También el Gobierno uruguayo mantiene sus reservas ante el patagónico como cabeza del bloque sudamericano. Ayer, en los pasillos del Sofitel, funcionarios de la Cancillería del país vecino explicaban las negociaciones internas del Frente Amplio, para que se le autorizara a Mujica levantar el veto que le había impuesto Tabaré Vázquez a Kirchner para que llegue a la secretaría general. Según el ex tupamaro, su país cuenta con un as en la manga para utilizar ante la eventualidad que el puente de Gualeguaychú-Fray Bentos no termine levantándose en el mediano-largo plazo.

El canciller uruguayo, Luis Almagro (cercano a Vázquez, como el vicepresidente Danilo Astori), dijo que el Congreso de su país aún no aprobó el estatuto de la UNASUR, con lo cual cualquier decisión que tome Kirchner y que intente lograr el acompañamiento de Uruguay dependerá de la velocidad en que el Legislativo vecino lo apruebe. Para Mujica, ésta será la llave para que la gestión K tenga sentido o sea bloqueada por Uruguay. El propio Mujica dejó en claro esta posición al hablar ante sus pares en el momento de justificar el levantamiento oficial del veto de Vázquez para la llegada de Kirchner a la secretaría general. El uruguayo dijo que todos sus próximos pasos estarán supeditados a lo que dicte su Parlamento ya que «ningún presidente de mi país puede pasar por delante de sus prerrogativas». En otras palabras, si no gusta la presencia de Kirchner en el cargo, o si continúa el corte del puente de manera indeterminada, el Congreso uruguayo no tendría mayores apuros en aprobar el estatuto de la UNASUR, lo que le dará contenido abstracto a la gestión K.
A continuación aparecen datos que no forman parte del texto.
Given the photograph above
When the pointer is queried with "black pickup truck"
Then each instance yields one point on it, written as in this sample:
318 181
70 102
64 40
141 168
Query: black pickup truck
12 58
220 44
Queda ahora para resolver en la intimidad de Olivos los próximos pasos kirchneristas en relación con su banca a diputados. Ayer, en los lobbys del Sofitel y lejos de los debates sobre el futuro de la UNASUR y su agenda mediata, espadas K hacían las primeras especulaciones sobre las decisiones futuras del jefe. Se descartaba que en poco tiempo dejará de ser legislador. La duda es cómo efectivizará la decisión. La especulación primaria es que directamente renunciará dentro de unos meses, absorbido por la gestión latinoamericanista que le espera. Ingresaría así Dante Dovena para que el oficialismo no pierda un voto. La posibilidad de la licencia era descartada por una dura realidad: para que esta sea efectivizada se necesitaría la autorización de los diputados en sesión. Los números en el recinto son más que difíciles para el oficialismo, lo que imposibilitaría que el ex presidente consiga la autorización de sus pares. Quedan dos caminos entonces: la renuncia y el escarmiento público por abandonar la banca o someterse a que la oposición apruebe o rechace sus intenciones latinoamericanistas.